A good population health program identifies people who need help, puts interventions in place, monitors progress and keeps all parties informed. Programs aimed at getting people to exercise, lose weight, stop smoking or change other adverse behaviors often fail because they approach patients from the wrong direction. “It’s not something you can do to a patient,” she says. “It’s something the patient has to do.
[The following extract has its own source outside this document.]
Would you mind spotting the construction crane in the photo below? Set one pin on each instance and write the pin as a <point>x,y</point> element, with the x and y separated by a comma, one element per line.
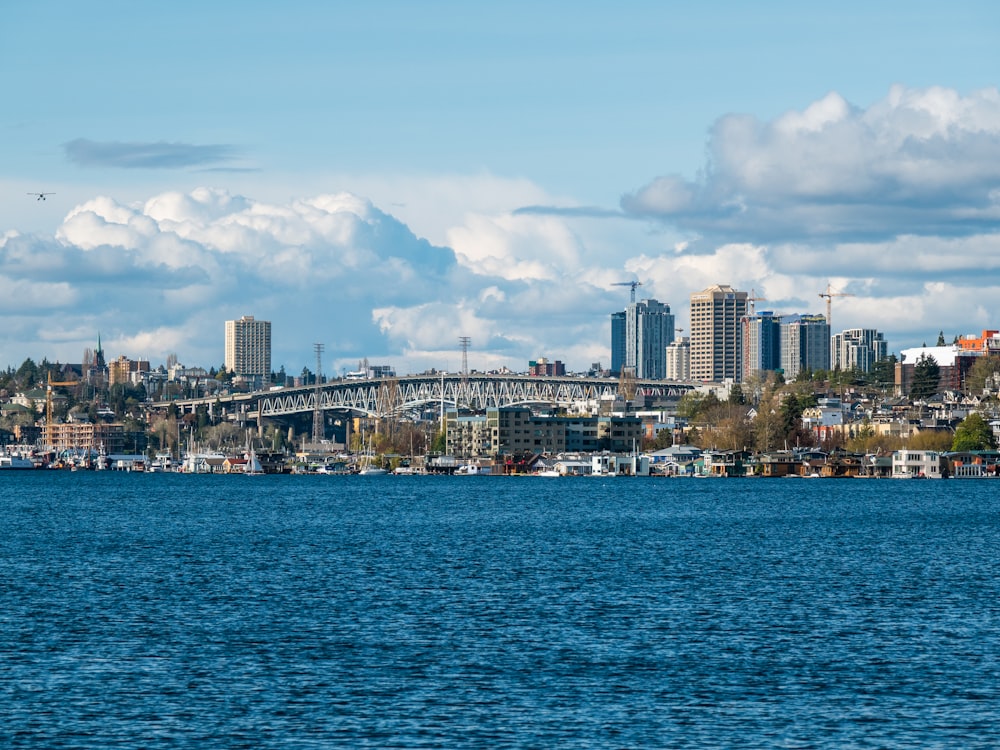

You need a program that engages and encourages patients to be engaged in their health and gives them incentives to take care of themselves,” she says. “A lot of it is understanding what works, what incentives work, what gets patients to change their behavior.”
The tools are there, she says, but that’s just a start. “Everybody has a smartphone. We can definitely get information to the patient, and then from patient to doctor,” she says. “But it’s acting on that information – what does the patient do with that information, what does the doctor do – and that’s the turning point. That’s the critical piece in population health: What happens next?”